The 800-pound, substance-abusing workforce in the room

Scott said the rough estimates he has heard from talking to ship building companies is they will have 100 apply for a job and 50 will fail the drug test.

“The problem you have is just finding enough people to pass drug tests,” said Briggs.

Scott said he keeps hearing about the issue over and over, no matter whom he talks to in the industry.

The TEDA CEO, Ferdinand, said he has heard that the difference between the number of drug tests companies issue compared to the number of employees actually hired is very high because a lot of new hires are not passing the drug tests.

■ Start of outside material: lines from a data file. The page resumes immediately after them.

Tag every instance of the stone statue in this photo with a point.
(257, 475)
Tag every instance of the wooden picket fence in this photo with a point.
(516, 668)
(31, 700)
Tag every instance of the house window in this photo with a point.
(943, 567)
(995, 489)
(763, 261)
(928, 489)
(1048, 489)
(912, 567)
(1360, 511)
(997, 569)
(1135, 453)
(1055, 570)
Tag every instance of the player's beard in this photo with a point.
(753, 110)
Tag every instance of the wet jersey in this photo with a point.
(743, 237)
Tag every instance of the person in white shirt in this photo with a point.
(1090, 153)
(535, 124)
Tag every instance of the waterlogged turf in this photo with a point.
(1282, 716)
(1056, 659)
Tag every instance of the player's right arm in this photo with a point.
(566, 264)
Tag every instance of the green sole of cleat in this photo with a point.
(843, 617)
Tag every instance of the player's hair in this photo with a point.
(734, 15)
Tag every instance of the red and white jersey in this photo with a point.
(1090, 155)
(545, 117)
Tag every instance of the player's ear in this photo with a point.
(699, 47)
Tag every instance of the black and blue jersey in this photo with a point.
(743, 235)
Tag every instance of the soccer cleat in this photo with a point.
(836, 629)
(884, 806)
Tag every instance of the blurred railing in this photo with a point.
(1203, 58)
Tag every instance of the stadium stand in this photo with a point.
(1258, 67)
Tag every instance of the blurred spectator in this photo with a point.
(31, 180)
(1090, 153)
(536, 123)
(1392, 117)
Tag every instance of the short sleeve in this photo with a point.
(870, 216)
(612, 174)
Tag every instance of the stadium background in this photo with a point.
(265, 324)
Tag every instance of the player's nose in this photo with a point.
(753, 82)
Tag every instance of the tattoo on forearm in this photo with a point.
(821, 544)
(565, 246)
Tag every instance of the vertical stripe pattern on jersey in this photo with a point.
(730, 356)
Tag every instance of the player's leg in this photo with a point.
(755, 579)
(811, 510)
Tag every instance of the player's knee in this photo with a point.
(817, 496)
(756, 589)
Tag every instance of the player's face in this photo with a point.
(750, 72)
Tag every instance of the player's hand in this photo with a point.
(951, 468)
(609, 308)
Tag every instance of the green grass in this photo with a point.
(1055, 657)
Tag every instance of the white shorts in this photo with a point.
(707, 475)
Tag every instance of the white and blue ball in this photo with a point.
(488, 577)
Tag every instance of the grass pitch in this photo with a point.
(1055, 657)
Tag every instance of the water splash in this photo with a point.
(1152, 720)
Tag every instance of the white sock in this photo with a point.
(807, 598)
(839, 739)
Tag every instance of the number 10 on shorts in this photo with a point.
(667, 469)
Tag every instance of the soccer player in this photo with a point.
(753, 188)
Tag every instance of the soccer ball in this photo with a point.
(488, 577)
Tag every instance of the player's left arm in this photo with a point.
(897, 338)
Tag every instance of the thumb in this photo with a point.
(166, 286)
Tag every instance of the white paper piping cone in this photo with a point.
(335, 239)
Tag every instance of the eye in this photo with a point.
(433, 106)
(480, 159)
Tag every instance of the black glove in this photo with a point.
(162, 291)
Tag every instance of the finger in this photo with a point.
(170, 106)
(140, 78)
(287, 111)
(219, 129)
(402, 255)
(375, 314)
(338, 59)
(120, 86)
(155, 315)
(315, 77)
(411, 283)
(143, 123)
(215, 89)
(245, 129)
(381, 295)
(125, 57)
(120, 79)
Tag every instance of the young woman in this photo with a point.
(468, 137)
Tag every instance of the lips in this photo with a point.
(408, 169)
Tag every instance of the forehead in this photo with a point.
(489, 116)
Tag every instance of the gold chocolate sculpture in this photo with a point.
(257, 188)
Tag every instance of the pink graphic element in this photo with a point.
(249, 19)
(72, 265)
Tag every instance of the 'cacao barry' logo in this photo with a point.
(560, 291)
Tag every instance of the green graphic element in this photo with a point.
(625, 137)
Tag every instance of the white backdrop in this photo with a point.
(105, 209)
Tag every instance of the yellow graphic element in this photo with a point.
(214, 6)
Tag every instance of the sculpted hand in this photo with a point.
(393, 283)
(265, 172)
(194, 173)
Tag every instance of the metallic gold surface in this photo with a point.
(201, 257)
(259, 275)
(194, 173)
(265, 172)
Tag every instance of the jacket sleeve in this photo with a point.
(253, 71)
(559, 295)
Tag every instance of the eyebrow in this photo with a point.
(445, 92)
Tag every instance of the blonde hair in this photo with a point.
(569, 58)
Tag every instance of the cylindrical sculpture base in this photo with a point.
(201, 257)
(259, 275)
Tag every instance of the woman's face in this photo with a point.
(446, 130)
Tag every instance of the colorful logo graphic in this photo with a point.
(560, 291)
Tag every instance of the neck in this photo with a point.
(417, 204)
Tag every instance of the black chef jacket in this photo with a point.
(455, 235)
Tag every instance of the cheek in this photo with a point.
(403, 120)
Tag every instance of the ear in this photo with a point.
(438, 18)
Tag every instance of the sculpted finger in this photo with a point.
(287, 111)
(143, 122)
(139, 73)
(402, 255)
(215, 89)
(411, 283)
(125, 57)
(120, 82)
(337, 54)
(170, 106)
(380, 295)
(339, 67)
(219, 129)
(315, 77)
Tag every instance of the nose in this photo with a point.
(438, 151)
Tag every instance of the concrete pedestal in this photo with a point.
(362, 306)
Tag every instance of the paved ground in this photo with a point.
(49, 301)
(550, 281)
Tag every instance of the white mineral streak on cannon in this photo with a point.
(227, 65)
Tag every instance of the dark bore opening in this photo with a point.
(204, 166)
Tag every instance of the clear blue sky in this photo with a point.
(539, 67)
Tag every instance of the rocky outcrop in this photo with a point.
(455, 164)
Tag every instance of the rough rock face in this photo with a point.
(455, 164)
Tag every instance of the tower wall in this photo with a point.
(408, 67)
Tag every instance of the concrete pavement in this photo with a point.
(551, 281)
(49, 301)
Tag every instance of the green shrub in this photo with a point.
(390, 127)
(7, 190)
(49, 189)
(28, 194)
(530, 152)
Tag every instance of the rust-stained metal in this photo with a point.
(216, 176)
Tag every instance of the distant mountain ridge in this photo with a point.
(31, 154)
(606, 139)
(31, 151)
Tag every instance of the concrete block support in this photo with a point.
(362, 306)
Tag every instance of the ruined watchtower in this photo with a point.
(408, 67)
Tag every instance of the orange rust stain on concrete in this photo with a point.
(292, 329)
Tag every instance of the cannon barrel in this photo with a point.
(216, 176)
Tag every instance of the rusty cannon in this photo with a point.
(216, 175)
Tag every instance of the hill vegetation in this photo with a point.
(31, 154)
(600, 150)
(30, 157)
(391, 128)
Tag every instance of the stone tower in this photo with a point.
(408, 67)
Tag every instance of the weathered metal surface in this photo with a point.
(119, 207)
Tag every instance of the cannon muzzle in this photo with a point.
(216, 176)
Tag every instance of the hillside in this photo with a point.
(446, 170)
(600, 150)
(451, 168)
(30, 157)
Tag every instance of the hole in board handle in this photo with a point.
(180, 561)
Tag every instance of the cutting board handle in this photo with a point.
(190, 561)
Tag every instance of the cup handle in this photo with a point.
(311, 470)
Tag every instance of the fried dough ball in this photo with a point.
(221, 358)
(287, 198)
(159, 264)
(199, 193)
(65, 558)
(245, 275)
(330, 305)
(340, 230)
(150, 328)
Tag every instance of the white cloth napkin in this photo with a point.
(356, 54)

“It’s a very big issue,” said Scott. “That just compounds the problem, as you can imagine. You have a shortage of numbers and the ones that you do have, you’re going to lose a large percentage of them due to the drug issue.”

South Louisiana Economic Council Executive Director Vic Lafont said the pre-screenings for drugs is where employees are mostly lost.

Others fail the random and periodic screenings imposed on them by their companies.

“If you pee in that bottle and it comes up, you’re done. You can’t even go on a boat,” said Lafont.

The industry, by its own nature, has to maintain high requirements for its employees for safety reasons, he noted.

“It’s more stringent, because of the safety factor,” said Lafont. “You can get hurt without drugs.”

“That’s one of many reasons why employers are having problems hiring and keeping people,” said Lafourche Parish District Attorney Cam Morvant. “Drugs are a major issue, not just in Lafourche, Terrebonne, but in the United States as a whole.”

The Terrebonne Parish Drug Court coordinator Danny Smith said a partnership with the South Central Industrial Association had been proposed in the past.

The companies in SCIA who have employees who fail the drug tests would have had the option of putting them through rehab.

But at the time, Smith said the companies did not think it was necessary to rehab them, when they could just fire them.

Smith said that now, companies like to hire participants in the Drug Court, because they are regularly screened for drugs and are required to go to work.

“They have no fears of hiring our people at all,” said Smith.

Smith said he has contacts with companies that have told him they would hire anyone from the program he sent them.

One of the ways SCIA is dealing with the substance abuse problem is through its Work It! Louisiana program.

“Part of our Work It! Louisiana program is to educate the students on the job availabilities and to equate them with the advantages of getting a technical education,” said SCIA Executive Director Jane Arnett. “And in developing this program part of the mindset was to assure that each student felt good about themselves.”

Arnett said people have been conditioned to say that if one does not go to college, then they are nothing.

“That’s why Work It! Louisiana partially has been developed, so we can make them feel good about themselves, to say you are something regardless of the career path you take,” she explained. “Subliminally, I believe that if a person feels good about themselves and what they’re doing and the choices they’ve made regarding careers, maybe they won’t tend to lean on drugs.”

The Louisiana Department of Labor wrote the issue of employees and potential employees failing drug tests is outside its purview.